Moyn es autor de The Last Utopia: Human Rights in History [La última utopía: los derechos humanos en la historia], publicado en 2010. En The New York Times Book Review Belinda Cooper puso en tela de juicio el que Moyn situara el origen de la prominencia contemporánea de estos ideales “en los frustrados pasos dados por (el presidente estadounidense Jimmy) Carter para inyectar los derechos humanos en la política exterior y en los Acuerdos de Helsinki de 1975 con al Unión Soviética”, al centrarse en los abusos de la esfera soviética. En su opinión la tesis de Moyn no es convincente ya que “es mucho más fácil de construir una historia alternativa de su propia cosecha”.

Es cierto: la alternativa obvia es la que ofrece James Peck, al que los medios dominantes apenas tienen en cuenta a pesar de que los hechos relevantes son sorprendentemente claros y conocidos, al menos para los académicos.

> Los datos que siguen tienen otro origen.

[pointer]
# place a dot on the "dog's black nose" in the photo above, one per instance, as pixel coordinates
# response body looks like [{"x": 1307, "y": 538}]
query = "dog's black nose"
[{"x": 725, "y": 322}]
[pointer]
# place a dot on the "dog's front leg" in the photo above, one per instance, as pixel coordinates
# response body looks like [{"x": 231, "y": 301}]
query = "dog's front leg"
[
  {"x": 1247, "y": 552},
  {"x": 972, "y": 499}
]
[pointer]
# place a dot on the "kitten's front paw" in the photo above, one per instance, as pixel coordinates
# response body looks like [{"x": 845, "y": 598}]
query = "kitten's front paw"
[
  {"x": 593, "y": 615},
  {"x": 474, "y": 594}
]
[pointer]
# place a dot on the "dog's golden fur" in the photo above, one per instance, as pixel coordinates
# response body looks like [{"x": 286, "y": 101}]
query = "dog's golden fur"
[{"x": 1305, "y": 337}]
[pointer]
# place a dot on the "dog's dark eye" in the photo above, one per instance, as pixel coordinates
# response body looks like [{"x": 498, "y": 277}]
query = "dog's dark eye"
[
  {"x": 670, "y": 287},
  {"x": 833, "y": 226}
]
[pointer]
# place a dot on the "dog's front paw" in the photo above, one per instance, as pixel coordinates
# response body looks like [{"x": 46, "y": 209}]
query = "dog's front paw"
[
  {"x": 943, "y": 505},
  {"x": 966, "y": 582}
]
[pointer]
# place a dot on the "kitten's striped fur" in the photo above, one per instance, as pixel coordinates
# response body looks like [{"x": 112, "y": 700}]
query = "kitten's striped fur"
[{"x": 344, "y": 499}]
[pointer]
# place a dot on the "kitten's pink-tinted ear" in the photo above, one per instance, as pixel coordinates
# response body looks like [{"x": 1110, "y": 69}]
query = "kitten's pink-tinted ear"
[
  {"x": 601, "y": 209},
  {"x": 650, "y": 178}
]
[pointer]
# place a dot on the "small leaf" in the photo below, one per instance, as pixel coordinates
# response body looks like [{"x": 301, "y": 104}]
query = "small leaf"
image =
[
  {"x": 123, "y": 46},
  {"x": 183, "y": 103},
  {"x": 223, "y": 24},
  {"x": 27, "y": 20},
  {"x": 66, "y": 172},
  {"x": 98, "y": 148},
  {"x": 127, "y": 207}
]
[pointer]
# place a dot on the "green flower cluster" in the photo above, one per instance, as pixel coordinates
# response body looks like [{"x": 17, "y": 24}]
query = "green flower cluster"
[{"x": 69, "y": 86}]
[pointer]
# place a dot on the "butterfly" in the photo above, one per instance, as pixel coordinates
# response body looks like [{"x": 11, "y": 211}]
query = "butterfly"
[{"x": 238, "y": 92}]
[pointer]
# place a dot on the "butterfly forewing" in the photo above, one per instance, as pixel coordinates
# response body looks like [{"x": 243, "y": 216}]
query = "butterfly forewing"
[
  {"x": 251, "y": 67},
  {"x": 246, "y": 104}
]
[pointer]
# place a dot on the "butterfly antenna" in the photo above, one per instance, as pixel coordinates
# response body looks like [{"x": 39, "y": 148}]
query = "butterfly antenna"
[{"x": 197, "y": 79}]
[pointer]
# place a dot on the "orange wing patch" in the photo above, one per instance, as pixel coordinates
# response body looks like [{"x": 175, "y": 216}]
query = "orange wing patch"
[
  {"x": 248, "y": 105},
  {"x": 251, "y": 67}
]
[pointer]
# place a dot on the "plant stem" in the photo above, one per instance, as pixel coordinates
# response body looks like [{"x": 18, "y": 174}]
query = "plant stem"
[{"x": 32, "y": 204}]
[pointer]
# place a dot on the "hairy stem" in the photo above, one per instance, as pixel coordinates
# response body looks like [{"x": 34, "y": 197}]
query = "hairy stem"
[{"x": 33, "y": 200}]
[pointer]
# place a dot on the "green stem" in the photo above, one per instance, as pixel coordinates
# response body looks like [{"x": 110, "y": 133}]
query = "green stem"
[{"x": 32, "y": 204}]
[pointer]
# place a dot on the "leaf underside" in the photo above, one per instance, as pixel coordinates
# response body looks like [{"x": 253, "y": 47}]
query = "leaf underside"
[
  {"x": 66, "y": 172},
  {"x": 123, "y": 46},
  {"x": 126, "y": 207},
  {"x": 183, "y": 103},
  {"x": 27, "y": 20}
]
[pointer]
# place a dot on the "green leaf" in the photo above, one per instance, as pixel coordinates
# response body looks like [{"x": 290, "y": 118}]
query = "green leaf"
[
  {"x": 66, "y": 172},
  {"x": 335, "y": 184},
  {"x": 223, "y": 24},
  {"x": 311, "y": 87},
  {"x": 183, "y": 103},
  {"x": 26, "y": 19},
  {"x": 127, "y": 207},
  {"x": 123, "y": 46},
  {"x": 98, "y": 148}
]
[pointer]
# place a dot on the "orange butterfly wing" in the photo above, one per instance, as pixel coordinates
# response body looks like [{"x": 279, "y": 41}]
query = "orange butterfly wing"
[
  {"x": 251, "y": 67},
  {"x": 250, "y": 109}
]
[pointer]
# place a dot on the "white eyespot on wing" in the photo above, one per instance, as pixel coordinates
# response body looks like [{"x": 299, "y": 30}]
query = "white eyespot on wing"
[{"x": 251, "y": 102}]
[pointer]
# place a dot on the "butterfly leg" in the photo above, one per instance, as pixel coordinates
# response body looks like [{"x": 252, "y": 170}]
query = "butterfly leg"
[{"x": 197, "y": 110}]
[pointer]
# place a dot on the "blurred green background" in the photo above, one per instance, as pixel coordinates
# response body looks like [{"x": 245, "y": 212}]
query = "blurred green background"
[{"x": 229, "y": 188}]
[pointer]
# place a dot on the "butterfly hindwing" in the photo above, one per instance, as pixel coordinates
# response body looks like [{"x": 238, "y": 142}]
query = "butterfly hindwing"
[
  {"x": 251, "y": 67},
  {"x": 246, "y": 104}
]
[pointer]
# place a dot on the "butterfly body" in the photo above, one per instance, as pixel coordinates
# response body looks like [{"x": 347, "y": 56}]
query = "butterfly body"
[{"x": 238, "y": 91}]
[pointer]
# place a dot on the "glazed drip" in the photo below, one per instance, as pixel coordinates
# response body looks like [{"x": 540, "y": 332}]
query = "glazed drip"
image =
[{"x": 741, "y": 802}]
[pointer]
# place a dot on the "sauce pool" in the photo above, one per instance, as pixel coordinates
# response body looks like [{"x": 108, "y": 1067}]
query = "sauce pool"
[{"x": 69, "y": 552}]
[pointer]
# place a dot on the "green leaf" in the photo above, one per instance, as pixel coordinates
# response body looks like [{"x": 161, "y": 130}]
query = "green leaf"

Así, en Cambridge History of the Cold War John Coatsworth recuerda que desde 1960 al “hundimiento de la Unión Soviética en 1990 la cantidad de presos políticos, de víctimas de la tortura y de ejecuciones de disidentes políticos no violentos en América Latina superó con mucho a la de los de la Unión Soviética y sus satélites de la Europa del este”. Pero como eran “no atrocidades”, estos crímenes, que en gran parte son atribuibles a la intervención estadounidense, no inspiraron una cruzada de derechos humanos.

Inspirándose también en el rescate de Chen, el columnista de The New York Times Bill Keller escribe que “los disidentes son heroicos”, pero pueden ser “molestos para los diplomáticos estadounidenses que tienen importantes negocios que hacer con países que no comparte nuestros valores”. Keller critica a Washington por no estar a veces a la altura de nuestros valores emprendiendo una acción rápida cuando otros cometen crímenes.

No faltan disidentes heroicos dentro de los dominios de influencia y de poder estadounidense, pero son tan invisibles como la víctimas latinoamericanas. Mirando casi al azar por el mundo encontramos a Abdulhadi al-Khawaja, cofundador del Centro Bahrain para los Derechos Humanos, preso de conciencia para Amnistía Internacional que se enfrenta en estos momentos a morir en la cárcel a consecuencia de una larga huelga de hambre.

Y el padre Mun Jeong-hyeon, el anciano sacerdote coreano que resultó gravemente herido cuando participaba en una multitudinaria manifestación de protesta contra la construcción de una base naval estadounidense en la isla Jeju, llamada Isla de la Paz, ahora ocupada por las fuerzas de seguridad por primera vez desde las masacres de 1948 del gobierno de Corea del Sur impuesto por Estados Unidos.

Y el profesor universitario turco Ismail Besikci, que se vuelve a enfrentar a un juicio por defender los derechos de los kurdos. Ya ha pasado gran parte de su vida en la cárcel debido a la misma acusación, incluso en la década de 1990, cuando el gobierno Clinton suministraba a Turquía enormes cantidades de ayudad militar, en un momento en que el ejército turco perpetraba algunas de las peores atrocidades de la época.

Pero estos casos junto con otros que son demasiado numerosos para mencionarlos son no existentes según los principios oficiales.